24 hours ago, I was preparing a written tribute in this space for Chris Benoit and his family. In an admission that will admittedly brand me an internet smart mark, I will say that he was my favorite wrestler. The operative word here is "was."
My words were going to express the notion that my all-time favorite athlete, Steve Yzerman, retired almost a year ago and that I wrote a tribute to him. I was prepared to express how much harder it is to pay tribute to someone who's passed away than to someone who's retired ... until I learned the circumstances.
There are a million different perspectives out there about this tragedy, and I can respect all of them -- except for the immature clowns on message boards who either want to use the blood of innocents to bash pro wrestling fans, or, on the other extreme, to defend Benoit as "a good man who became sick at the end" and can't let go of the man they wanted to believe existed.
For those who only now know him as a tabloid headline, let me give you the meat of the tribute I was going to write for him. Chris Benoit was a man who said that he treated his profession as art, and many of us loved him for the way that he applied that philosophy to his matches. He almost never had a bad match, even with the least talented wrestlers in the industry. He could work any style in a believable manner. He gave us some of the greatest moments in wrestling history, whether it be the shocking standing ovation he was given at the end of the 2003 Royal Rumble, his Wrestlemania XX triumphant moment with the late, great Eddy Guerrero, his J-Cup highlights from Japan or any hundred other matches. He worked hard, set an example of how to be a professional for wrestlers coming up, and really shined with his leadership in that capacity.
Now for the parts I wasn't going to include ...
Because of what he did in the ring, the fact that his colleagues invariably cited him as one of the most respected wrestlers in the industry (the quintessential "wrestler's wrestler," if you will) and his quiet, humble nature, we all overlooked a few things. Like the fact that he got together with his current wife Nancy at the expense of her existing marriage (and his relationship with the mother of his other children) during the infamous "Kevin Sullivan booked his own divorce" period 11 years ago. And the obvious use of steroids, HGH, or any similar product to pack the unnatural amount of musculature on his relatively slight frame. Nobody's perfect, right?
Well, that's an obvious understatement right now.
In the end, Chris Benoit was all of those things, and that was all we knew at the time -- so it was valid to look at him with the great appreciation that we did. I don't begrudge myself the fun I had at the time from his efforts.

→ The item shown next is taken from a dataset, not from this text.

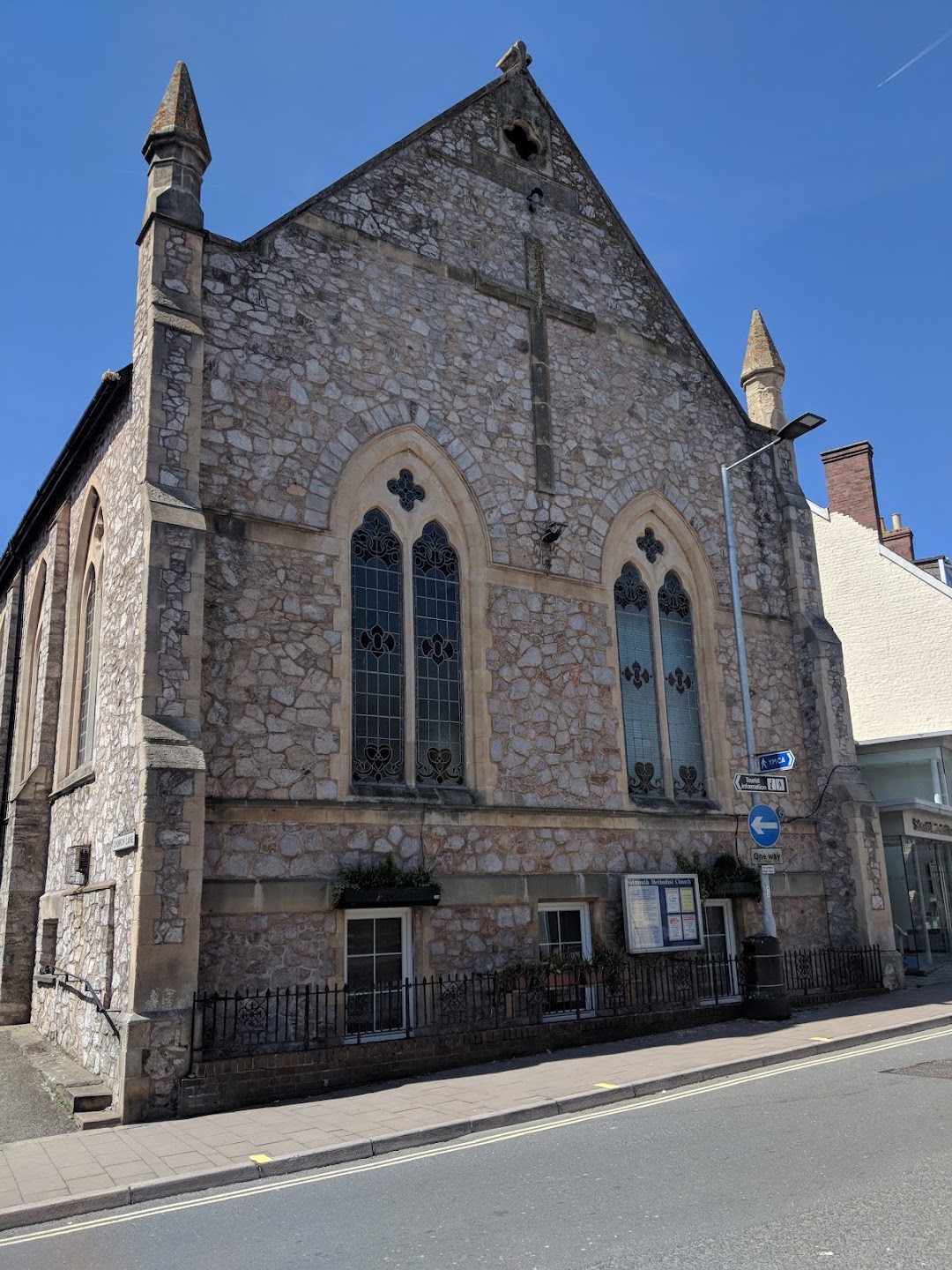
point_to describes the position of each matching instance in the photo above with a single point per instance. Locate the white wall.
(895, 623)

But now? Appreciating Chris Benoit for his work would be like appreciating Adolf Hitler for some paintings that he might have created. Benoit murdered his wife and child in cold blood before taking the coward's way out at the end of a rope. The details of last weekend, combined with confirmation of previous spousal abuse that was not publicly known until now, conspire to make this story keep getting more nauseating by the hour. He deserves none of the glory that many of us were ready to give him when we first learned of his demise prior to absorbing the gory details. He deserves ... well, exactly what he's getting right now and for eternity. Let's leave it at that.
We who appreciated Chris Benoit saw in him the good side of an industry plagued by repetitive and numbing premature death and general sleaze. We thought he stood for the positive side of what is admittedly a morally challenged industry. But in the end, he exemplified to the "nth degree" the open sewer that the business really is. It's a sad measure of how addictive the entertainment can be that so few of us (and I don't exempt myself from this) will abandon it in long-overdue outrage.